Ormai l’aspetto visivo/estetico è allo stesso livello di quello legato al puro gusto?
È un discorso vasto e importante. Oggi c’è molta attenzione più al lato estetico del piatto che a quello del gusto. Il ragionamento del gusto ti compromette alcune cose, in fase di preparazione del piatto. Magari per conservare certi colori, certe sfumature di un prodotto di “sacrifica” il giusto modo di cucinarlo.

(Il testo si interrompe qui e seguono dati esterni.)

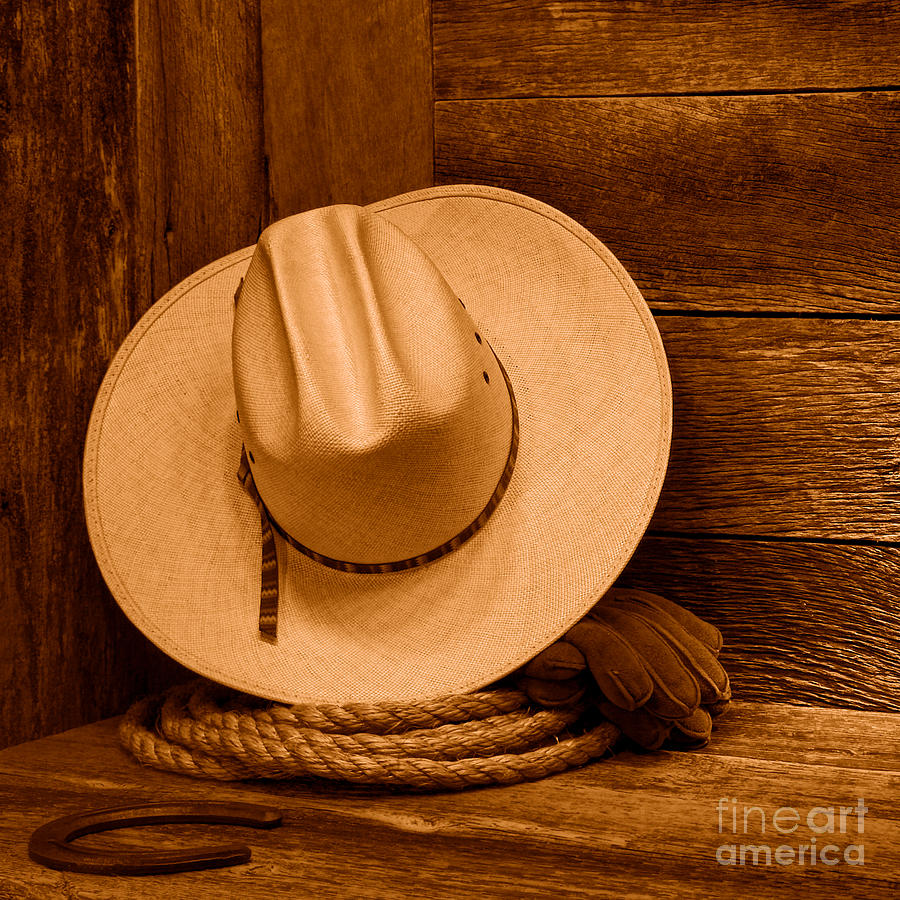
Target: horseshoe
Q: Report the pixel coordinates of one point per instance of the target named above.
(50, 843)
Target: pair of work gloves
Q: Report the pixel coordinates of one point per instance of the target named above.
(650, 666)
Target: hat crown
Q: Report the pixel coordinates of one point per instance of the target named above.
(376, 416)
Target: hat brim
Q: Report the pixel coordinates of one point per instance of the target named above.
(178, 540)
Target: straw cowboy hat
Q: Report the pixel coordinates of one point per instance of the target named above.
(390, 452)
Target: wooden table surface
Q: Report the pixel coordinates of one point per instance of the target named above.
(635, 825)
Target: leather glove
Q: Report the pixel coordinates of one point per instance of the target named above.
(649, 665)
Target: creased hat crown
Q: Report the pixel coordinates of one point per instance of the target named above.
(375, 415)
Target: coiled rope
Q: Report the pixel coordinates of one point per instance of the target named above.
(454, 742)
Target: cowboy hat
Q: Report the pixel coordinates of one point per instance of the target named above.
(389, 452)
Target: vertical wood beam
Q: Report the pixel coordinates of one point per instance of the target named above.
(348, 100)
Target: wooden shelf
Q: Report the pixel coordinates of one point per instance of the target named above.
(634, 825)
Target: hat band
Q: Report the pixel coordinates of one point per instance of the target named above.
(268, 598)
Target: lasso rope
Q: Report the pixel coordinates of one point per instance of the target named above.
(454, 742)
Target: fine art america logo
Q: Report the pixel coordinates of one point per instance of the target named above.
(821, 835)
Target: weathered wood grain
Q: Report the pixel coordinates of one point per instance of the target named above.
(782, 203)
(200, 164)
(803, 623)
(499, 48)
(67, 251)
(637, 825)
(348, 101)
(783, 427)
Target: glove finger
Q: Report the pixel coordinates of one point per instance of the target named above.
(638, 724)
(619, 672)
(697, 656)
(717, 708)
(550, 692)
(704, 631)
(675, 690)
(557, 662)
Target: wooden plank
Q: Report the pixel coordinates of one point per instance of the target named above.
(498, 48)
(67, 249)
(782, 203)
(202, 189)
(783, 427)
(348, 101)
(803, 623)
(636, 825)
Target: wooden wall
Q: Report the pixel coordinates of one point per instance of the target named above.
(139, 142)
(738, 158)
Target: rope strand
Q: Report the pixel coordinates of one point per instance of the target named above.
(491, 737)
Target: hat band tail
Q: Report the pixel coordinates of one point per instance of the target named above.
(268, 597)
(268, 590)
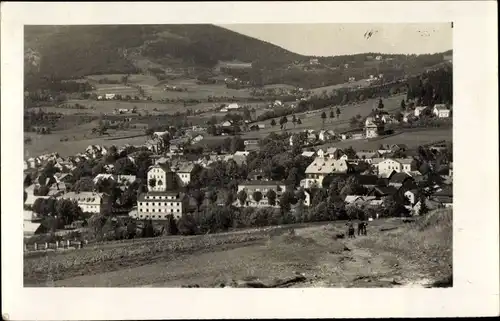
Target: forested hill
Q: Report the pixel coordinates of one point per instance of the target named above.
(75, 51)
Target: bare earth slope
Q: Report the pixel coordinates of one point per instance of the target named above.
(393, 254)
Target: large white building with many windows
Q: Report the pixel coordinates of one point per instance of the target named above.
(158, 205)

O si va dietro al sapore o dietro all’estetica, è chiaro che tutti vorrebbero sempre il bello e buono, io ho sempre preferito ricercare la massima espressione gustativa.
Cosa cambia nella cucina e nella mente dello chef con la prima stella?
Dal giorno dopo l’assegnazione della stella abbiamo avuto un aumento incredibile delle prenotazioni. È stato un fatto molto positivo, per quanto riguarda la concezione è importante mantenere la coerenza di un luogo e di un certo tipo di cucina, perché è grazie a quella linea di pensiero che la stella è arrivata.
È cambiata quindi anche la clientela con la Stella?
Quando ho aperto il Danilo Ciavattini Ristorante avevo l’obiettivo di cucinare per la gente del luogo e sapevo che dovevo indirizzarmi verso la gente del posto. La base è stata quella e ho avuto un riscontro positivo, ci sono molti clienti della zona poi ovviamente man mano che il ristorante cresce inizia a variare anche la clientela, con turisti o gente semplicemente di passaggio.
Uno chef per ideare i suoi piatti parte da ciò che pensa possa piacere alla gente oppure dai propri gusti personali?
A me piace lavorare con quello a cui sono affezionato, quindi lavoro in base al mio gusto e cerco di presentare il piatto il più fedelmente possibile alla mia idea di cucina.